When asked why she now feels ready to tell her full story – and largely that of her son Levi – she gives a response that you’d expect from a fiercely protective mother.

It’s been nearly five years since Jordan and husband, footy legend Gary Ablett Jnr, shared that their precious son has a rare degenerative disorder.

The only other part of his condition they revealed was that what Levi was suffering from carried a short life expectancy.

“I always knew deep down that I would eventually be open and transparent about it … I don’t know what good can possibly come from not being that,” Jordan says.

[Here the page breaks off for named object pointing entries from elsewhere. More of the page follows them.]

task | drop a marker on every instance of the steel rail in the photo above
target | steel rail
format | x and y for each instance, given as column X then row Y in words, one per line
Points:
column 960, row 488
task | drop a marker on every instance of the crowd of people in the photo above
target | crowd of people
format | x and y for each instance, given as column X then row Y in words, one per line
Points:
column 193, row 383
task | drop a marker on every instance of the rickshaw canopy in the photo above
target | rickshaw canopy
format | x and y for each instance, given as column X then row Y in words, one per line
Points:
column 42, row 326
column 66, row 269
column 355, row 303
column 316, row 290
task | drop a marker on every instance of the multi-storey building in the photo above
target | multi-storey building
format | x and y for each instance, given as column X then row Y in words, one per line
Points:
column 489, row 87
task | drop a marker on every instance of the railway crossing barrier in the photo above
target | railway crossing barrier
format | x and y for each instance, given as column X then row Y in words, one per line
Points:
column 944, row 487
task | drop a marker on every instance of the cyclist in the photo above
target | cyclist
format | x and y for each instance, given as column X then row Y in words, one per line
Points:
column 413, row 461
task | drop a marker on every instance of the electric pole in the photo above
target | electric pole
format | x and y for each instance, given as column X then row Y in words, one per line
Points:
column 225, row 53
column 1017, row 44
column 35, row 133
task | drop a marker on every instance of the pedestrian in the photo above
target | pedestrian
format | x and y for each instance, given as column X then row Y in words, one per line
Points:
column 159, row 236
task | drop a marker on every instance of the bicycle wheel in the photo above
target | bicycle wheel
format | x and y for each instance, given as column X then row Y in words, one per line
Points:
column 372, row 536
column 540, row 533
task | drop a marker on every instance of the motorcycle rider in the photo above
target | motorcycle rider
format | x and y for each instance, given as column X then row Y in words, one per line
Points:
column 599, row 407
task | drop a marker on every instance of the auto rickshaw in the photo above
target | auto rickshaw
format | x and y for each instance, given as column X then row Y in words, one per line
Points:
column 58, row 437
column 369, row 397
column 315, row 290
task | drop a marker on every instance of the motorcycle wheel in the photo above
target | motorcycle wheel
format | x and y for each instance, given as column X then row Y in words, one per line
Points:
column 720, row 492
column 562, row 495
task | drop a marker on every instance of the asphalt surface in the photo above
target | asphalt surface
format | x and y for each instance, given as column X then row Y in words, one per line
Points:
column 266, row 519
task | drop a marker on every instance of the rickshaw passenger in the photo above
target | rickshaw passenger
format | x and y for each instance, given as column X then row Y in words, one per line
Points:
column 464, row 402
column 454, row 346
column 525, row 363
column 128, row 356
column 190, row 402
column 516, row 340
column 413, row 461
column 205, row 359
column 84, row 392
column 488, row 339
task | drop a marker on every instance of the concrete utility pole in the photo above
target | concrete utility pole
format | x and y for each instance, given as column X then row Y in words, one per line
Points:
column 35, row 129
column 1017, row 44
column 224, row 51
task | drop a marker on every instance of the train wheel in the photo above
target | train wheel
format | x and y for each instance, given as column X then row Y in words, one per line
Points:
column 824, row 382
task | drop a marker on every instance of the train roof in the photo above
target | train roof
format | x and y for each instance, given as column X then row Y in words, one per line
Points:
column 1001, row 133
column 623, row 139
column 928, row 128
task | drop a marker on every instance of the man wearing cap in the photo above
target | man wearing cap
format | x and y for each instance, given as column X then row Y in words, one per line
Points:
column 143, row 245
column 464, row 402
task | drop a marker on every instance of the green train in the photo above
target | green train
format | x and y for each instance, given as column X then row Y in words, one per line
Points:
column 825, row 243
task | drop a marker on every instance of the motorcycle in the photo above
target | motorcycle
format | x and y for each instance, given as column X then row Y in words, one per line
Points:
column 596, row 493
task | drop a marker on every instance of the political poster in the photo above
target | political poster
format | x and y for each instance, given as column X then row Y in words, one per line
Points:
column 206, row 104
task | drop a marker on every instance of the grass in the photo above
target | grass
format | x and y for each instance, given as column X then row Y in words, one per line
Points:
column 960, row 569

“I didn’t want people to misinterpret my hesitation to share as being ashamed of Levi. It was purely a matter of me just trying and needing to process first myself. I knew that once I could do that, I’d be in a position where I could then offer encouragement and hope through our journey.”

It was the end of 2023 when Jordan embarked on a process of healing and wanting to put pen to paper.

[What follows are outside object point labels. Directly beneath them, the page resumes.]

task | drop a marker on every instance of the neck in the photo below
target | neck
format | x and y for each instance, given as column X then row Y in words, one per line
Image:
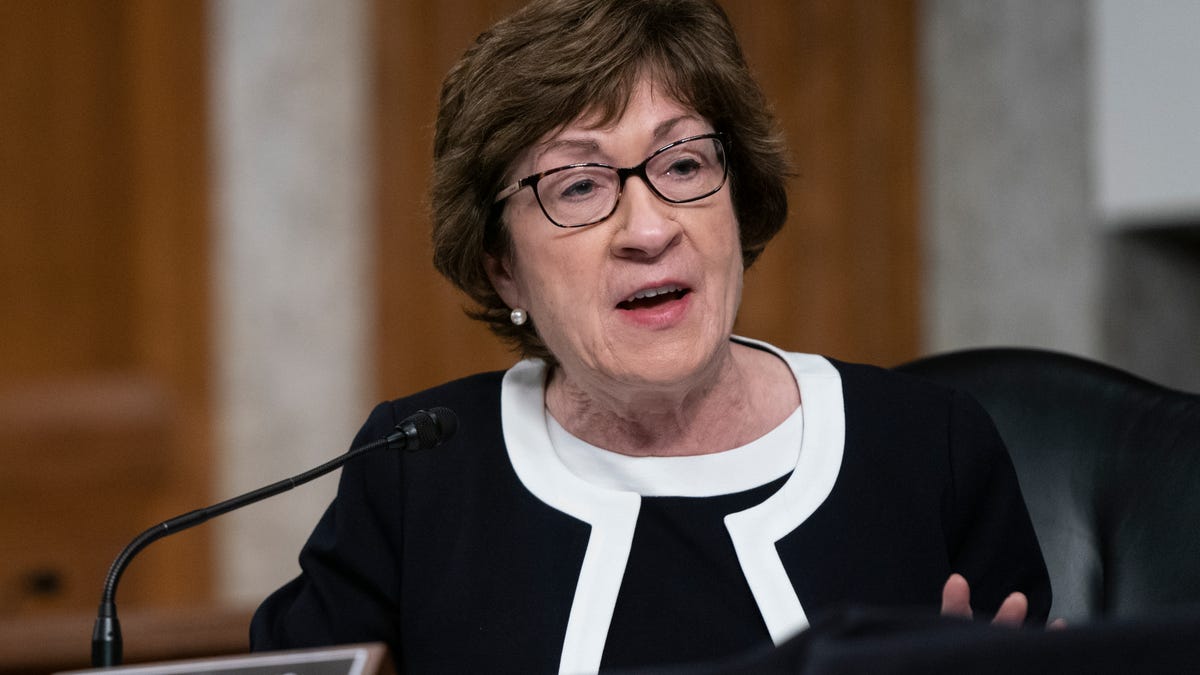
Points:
column 742, row 395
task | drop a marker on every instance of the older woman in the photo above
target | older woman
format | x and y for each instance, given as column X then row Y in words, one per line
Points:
column 645, row 488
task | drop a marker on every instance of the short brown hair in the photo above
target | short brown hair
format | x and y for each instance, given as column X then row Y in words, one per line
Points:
column 555, row 60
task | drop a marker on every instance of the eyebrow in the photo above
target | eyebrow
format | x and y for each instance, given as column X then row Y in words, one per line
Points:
column 589, row 145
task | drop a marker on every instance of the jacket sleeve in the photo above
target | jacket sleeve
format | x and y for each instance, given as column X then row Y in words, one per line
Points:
column 348, row 590
column 990, row 537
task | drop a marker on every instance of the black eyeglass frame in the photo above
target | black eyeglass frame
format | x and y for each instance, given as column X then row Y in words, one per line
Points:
column 622, row 175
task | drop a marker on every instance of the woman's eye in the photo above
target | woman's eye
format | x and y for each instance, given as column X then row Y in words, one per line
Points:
column 684, row 167
column 579, row 189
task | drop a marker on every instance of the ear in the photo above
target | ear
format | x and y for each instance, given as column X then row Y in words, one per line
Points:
column 499, row 273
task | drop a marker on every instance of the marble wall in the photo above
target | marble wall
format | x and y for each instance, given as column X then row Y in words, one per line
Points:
column 1020, row 244
column 291, row 264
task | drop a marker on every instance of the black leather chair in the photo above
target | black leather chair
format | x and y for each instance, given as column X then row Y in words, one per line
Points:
column 1109, row 465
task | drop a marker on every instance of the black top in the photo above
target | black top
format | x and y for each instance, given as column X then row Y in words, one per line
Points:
column 455, row 562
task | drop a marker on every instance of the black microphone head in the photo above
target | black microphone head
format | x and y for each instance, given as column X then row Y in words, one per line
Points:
column 424, row 429
column 447, row 422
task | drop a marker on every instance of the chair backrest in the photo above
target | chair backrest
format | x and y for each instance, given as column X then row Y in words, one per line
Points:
column 1109, row 465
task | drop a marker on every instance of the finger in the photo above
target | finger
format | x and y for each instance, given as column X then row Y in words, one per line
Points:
column 1012, row 611
column 957, row 597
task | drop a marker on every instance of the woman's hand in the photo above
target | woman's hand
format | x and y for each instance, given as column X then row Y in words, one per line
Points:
column 957, row 602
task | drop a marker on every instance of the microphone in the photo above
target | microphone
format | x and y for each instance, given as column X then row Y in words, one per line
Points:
column 421, row 430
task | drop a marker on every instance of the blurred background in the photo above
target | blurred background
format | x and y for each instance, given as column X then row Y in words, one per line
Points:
column 214, row 248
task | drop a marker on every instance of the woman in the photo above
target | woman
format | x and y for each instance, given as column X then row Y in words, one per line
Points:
column 643, row 488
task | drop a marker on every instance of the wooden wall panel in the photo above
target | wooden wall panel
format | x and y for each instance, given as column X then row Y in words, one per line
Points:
column 840, row 280
column 843, row 278
column 103, row 297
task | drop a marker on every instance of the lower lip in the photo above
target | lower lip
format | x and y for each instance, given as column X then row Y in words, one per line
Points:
column 660, row 316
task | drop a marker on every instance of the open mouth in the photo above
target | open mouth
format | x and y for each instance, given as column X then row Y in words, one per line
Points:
column 653, row 297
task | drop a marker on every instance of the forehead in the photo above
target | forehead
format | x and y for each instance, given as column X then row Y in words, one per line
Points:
column 649, row 119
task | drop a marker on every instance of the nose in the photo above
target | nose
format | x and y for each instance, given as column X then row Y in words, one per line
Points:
column 646, row 227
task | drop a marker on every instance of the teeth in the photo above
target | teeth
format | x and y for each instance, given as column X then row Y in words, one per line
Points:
column 652, row 292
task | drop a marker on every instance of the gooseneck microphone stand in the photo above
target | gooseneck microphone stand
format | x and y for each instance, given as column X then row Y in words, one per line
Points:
column 421, row 430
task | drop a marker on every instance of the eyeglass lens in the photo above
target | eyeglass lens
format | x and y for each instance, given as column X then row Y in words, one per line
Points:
column 684, row 172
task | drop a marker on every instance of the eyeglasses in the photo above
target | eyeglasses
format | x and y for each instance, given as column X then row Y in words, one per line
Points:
column 586, row 193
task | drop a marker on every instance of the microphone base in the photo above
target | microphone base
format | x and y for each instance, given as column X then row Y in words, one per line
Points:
column 106, row 643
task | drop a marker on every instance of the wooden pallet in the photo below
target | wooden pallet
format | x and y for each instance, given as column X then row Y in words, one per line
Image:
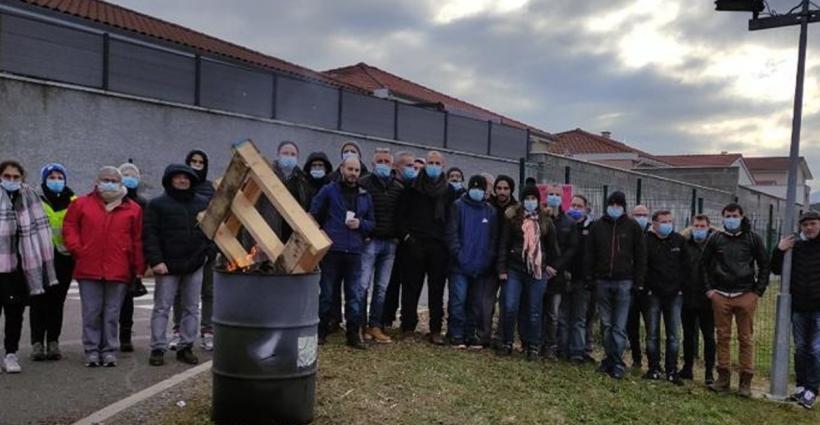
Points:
column 249, row 176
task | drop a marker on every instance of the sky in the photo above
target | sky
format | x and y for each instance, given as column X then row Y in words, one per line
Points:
column 665, row 76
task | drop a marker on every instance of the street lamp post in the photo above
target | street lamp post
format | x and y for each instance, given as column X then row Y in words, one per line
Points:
column 800, row 15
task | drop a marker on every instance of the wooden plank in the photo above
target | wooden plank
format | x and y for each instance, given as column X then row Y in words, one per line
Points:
column 299, row 220
column 221, row 202
column 266, row 240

Writing a book in her own words about her experiences, about a life that’s been so public yet private, was what she knew she needed.

She met with the publisher HarperCollins and her co-author Ellen Whinnett, and the wheels were set in motion. Her son Levi and his condition were the crux of the story but so was the loss of her beloved mum, Trudy, who passed away from cancer, at just 62, in August 2020.

“I wanted to write the book for a few reasons,’’ Jordan says.

“For people that are in a similar situation who may be in that first year of their child’s life, sensing something and sitting in the unknown, I thought that maybe by sharing our journey it might provide some answers or at least some direction.

“For people who have lost loved ones, particularly a parent, and who are grieving.

“Hopefully by sharing my experience it will help others feel less alone. It’s hard when you’re hurting and the world keeps spinning. It can make you feel like people don’t understand and feel what you feel, but that’s just not true.

“Of course, we all have challenges and hurt that we’re trying to navigate. It’s just easy to forget others do too because we fall into the trap of focusing on our struggles and weaknesses, but see everyone else’s victories and strengths.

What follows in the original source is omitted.